Climate activists and environmentalists were ecstatic — and that was just the beginning. The next day, the department announced a move to create a large offshore wind area 11 miles south of Long Island and extending to the Southeast in the shape of a thin triangle, over some 127 square miles. It will be called the “New York Wind Energy Area.”
The New York development proves “that the U.S. can move rapidly to develop clean energy sources off the Atlantic coast, rather than drilling for the dirty fossil fuels of the past,” Jacqueline Savitz, vice president for the United States for Oceana, an ocean-focused environmental group, said in a statement.
The new wind energy area off the New York coast emerges in response to an initiative by the New York Power Authority, the Long Island Power Authority and Con Edison — which have formed a group called the Long Island-New York City Offshore Wind Collaborative. In 2011, the group filed an application with the federal government for a 350 to 700 megawatt wind farm in this area, in waters 60 to 120 feet deep, to directly power New York City and Long Island. It would have “the potential to be the largest offshore wind project in the country,” the collaborative said.
Now, the federal government is moving ahead on the matter, although there will be a “competitive leasing process,” meaning there are other potentially interested parties in wind in the area, beyond this group.
“This is a great day for New York, and our country as we continue to diversify our nation’s energy portfolio,” Abigail Ross Hopper, director of the Interior Department’s Bureau of Ocean Energy Management, said in a statement. “The area is large enough for a large-scale commercial wind project, which could make substantial contributions to the region’s energy supply and assist local and state governments — including New York City — in achieving their renewable energy goals.”
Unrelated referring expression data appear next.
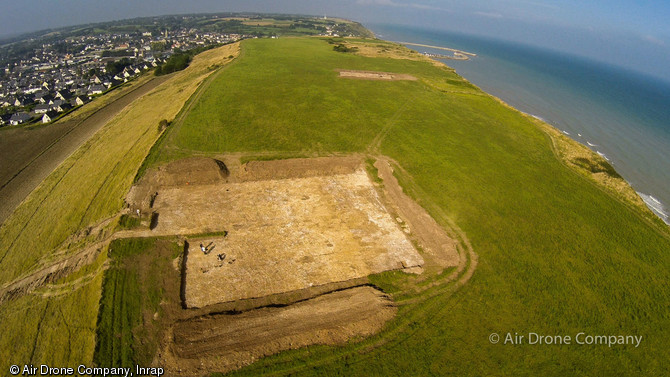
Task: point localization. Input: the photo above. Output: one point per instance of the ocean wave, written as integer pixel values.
(656, 207)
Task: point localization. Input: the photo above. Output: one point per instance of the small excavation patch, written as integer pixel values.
(374, 75)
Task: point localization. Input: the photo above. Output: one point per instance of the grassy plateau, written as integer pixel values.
(558, 253)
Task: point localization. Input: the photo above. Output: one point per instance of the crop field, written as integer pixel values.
(557, 253)
(76, 205)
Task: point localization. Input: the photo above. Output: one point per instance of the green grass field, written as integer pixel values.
(134, 287)
(558, 255)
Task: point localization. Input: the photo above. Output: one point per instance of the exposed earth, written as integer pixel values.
(288, 245)
(373, 75)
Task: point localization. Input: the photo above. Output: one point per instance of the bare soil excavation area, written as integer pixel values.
(301, 233)
(283, 235)
(374, 75)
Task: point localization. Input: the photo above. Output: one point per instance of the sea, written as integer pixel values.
(622, 115)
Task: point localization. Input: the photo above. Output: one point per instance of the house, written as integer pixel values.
(62, 107)
(63, 95)
(95, 89)
(42, 108)
(19, 118)
(78, 101)
(4, 119)
(49, 116)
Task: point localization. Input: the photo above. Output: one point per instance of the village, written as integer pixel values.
(58, 77)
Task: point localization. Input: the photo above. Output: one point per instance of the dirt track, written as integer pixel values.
(28, 156)
(430, 235)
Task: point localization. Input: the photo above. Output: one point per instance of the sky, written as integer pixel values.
(634, 34)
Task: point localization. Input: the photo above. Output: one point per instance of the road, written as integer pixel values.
(29, 155)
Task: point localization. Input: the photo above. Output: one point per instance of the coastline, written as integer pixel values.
(619, 186)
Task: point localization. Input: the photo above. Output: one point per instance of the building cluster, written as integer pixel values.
(58, 76)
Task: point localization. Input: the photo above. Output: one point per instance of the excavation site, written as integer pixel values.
(276, 254)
The move comes as New York Gov. Andrew M. Cuomo (D) recently laid out a plan to get 50 percent of the state’s total electricity from renewables by 2030. Offshore wind will be a key piece of hitting that target, said Anne Reynolds, executive director of the Alliance for Clean Energy New York.
The site is rather ideal for sending power to the huge population just a few ocean miles away, Reynolds noted. “Part of the attraction for offshore wind development in New York is that you’d have the electricity demand very nearby, and you’d have the wind peaking in the late afternoon, when you have demand peaking as well,” she said.
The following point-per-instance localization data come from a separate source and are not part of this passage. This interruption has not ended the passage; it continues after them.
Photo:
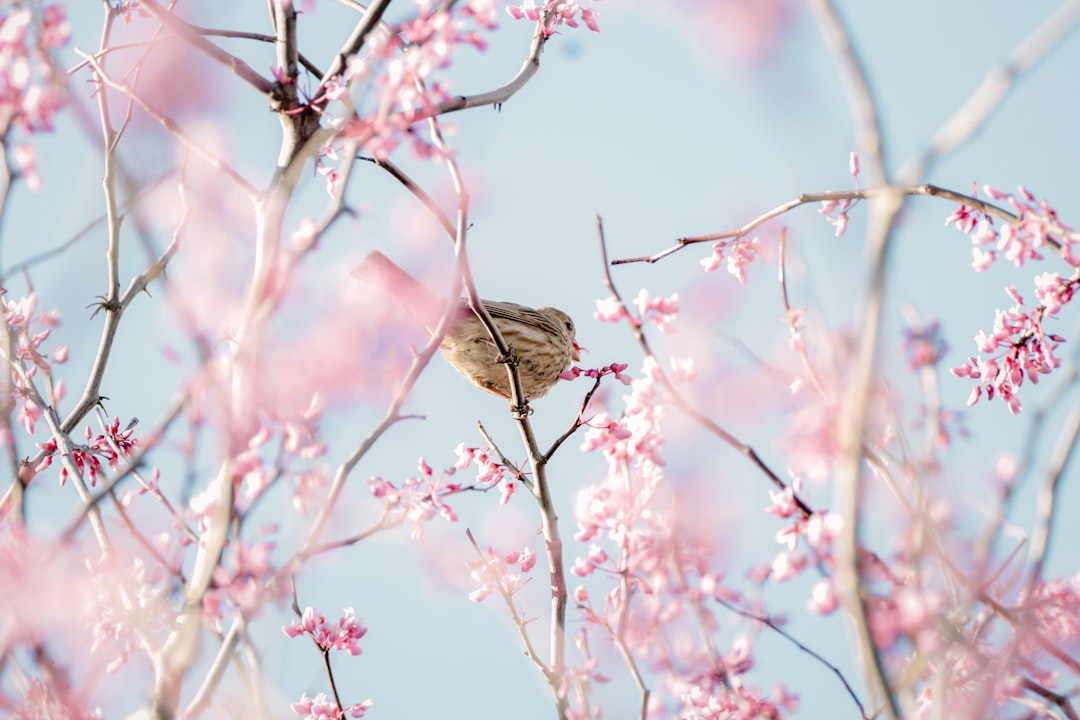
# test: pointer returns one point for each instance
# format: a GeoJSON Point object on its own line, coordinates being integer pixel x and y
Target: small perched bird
{"type": "Point", "coordinates": [543, 339]}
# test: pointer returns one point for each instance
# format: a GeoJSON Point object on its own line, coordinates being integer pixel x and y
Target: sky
{"type": "Point", "coordinates": [676, 119]}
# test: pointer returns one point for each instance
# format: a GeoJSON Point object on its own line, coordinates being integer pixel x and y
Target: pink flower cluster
{"type": "Point", "coordinates": [739, 252]}
{"type": "Point", "coordinates": [321, 707]}
{"type": "Point", "coordinates": [1016, 348]}
{"type": "Point", "coordinates": [1021, 241]}
{"type": "Point", "coordinates": [108, 446]}
{"type": "Point", "coordinates": [21, 316]}
{"type": "Point", "coordinates": [494, 573]}
{"type": "Point", "coordinates": [554, 13]}
{"type": "Point", "coordinates": [618, 369]}
{"type": "Point", "coordinates": [421, 498]}
{"type": "Point", "coordinates": [31, 91]}
{"type": "Point", "coordinates": [659, 310]}
{"type": "Point", "coordinates": [399, 72]}
{"type": "Point", "coordinates": [345, 636]}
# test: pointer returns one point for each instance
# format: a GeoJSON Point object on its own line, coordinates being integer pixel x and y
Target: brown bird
{"type": "Point", "coordinates": [542, 339]}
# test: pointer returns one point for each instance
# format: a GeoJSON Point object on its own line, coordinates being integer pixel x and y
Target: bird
{"type": "Point", "coordinates": [543, 340]}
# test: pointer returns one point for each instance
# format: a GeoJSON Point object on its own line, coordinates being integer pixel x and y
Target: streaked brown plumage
{"type": "Point", "coordinates": [542, 339]}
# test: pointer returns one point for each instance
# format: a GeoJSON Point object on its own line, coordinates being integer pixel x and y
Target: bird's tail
{"type": "Point", "coordinates": [420, 302]}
The Interior Department has, so far, approved 11 Atlantic offshore wind energy leases, off Rhode Island, Massachusetts, New Jersey, Delaware, Maryland and Virginia. The new “wind energy area” designation does not mean that an immediate lease sale will be held for the siting of wind energy off New York — rather, the next step of the process involves an environmental impact assessment. After that, there would be the potential for lease sales.
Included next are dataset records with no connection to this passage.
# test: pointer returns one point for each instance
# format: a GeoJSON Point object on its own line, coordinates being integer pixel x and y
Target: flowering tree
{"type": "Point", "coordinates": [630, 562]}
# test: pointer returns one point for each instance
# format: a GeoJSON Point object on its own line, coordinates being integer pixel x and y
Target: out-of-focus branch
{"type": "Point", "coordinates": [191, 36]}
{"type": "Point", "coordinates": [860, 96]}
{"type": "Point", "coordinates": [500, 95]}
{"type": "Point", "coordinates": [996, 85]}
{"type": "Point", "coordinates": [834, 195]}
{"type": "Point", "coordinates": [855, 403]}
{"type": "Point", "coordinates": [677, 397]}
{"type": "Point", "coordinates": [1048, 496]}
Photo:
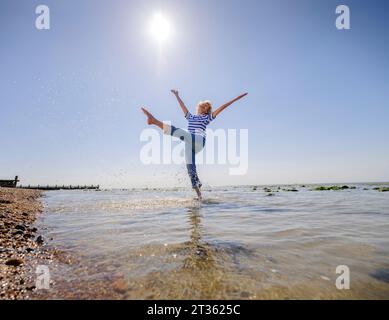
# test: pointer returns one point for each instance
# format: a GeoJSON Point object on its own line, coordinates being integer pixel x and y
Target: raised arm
{"type": "Point", "coordinates": [182, 104]}
{"type": "Point", "coordinates": [221, 108]}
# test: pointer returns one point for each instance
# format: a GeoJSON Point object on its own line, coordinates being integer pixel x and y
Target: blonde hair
{"type": "Point", "coordinates": [205, 103]}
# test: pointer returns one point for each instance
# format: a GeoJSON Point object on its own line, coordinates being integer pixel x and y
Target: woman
{"type": "Point", "coordinates": [195, 137]}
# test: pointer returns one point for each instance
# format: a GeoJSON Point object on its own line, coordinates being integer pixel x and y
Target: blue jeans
{"type": "Point", "coordinates": [194, 143]}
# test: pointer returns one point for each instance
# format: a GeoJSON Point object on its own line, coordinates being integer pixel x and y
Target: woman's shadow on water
{"type": "Point", "coordinates": [202, 255]}
{"type": "Point", "coordinates": [199, 254]}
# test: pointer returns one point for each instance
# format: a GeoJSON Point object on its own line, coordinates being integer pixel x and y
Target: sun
{"type": "Point", "coordinates": [160, 28]}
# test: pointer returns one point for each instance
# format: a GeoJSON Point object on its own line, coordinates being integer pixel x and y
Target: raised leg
{"type": "Point", "coordinates": [151, 120]}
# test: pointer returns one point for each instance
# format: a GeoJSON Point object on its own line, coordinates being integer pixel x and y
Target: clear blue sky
{"type": "Point", "coordinates": [317, 110]}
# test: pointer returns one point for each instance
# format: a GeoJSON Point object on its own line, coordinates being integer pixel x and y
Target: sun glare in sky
{"type": "Point", "coordinates": [160, 28]}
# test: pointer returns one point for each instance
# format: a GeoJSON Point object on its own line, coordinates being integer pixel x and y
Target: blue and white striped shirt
{"type": "Point", "coordinates": [197, 124]}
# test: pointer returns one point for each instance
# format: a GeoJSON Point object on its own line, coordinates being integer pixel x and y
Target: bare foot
{"type": "Point", "coordinates": [150, 118]}
{"type": "Point", "coordinates": [198, 194]}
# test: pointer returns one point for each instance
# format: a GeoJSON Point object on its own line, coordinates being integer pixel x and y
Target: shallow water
{"type": "Point", "coordinates": [239, 243]}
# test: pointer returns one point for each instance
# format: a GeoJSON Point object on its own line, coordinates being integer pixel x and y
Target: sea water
{"type": "Point", "coordinates": [239, 243]}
The United States remains far behind some other countries — such as Britain and China — in overall offshore wind development. So far, among other potential projects, construction has begun for Deepwater Wind’s projected 30 megawatt installation off the coast of Rhode Island. It’s expected to start operating this year.
In general, offshore wind is seen as a critical new development in the wind energy area because offshore turbines can tap into stronger winds to generate larger volumes of electricity. But development has been dramatically faster on land. Wind energy provided 4.7 percent of U.S. electricity last year, according to the American Wind Energy Association, a number that has been steadily growing in recent years.
The Energy Department’s “wind vision” for 2030 imagines getting 20 percent of U.S. electricity from this source. To do that, the nation will need far taller wind turbines on land — which can capture energy from more powerful winds and open up new areas to viable wind farms — and also major offshore developments.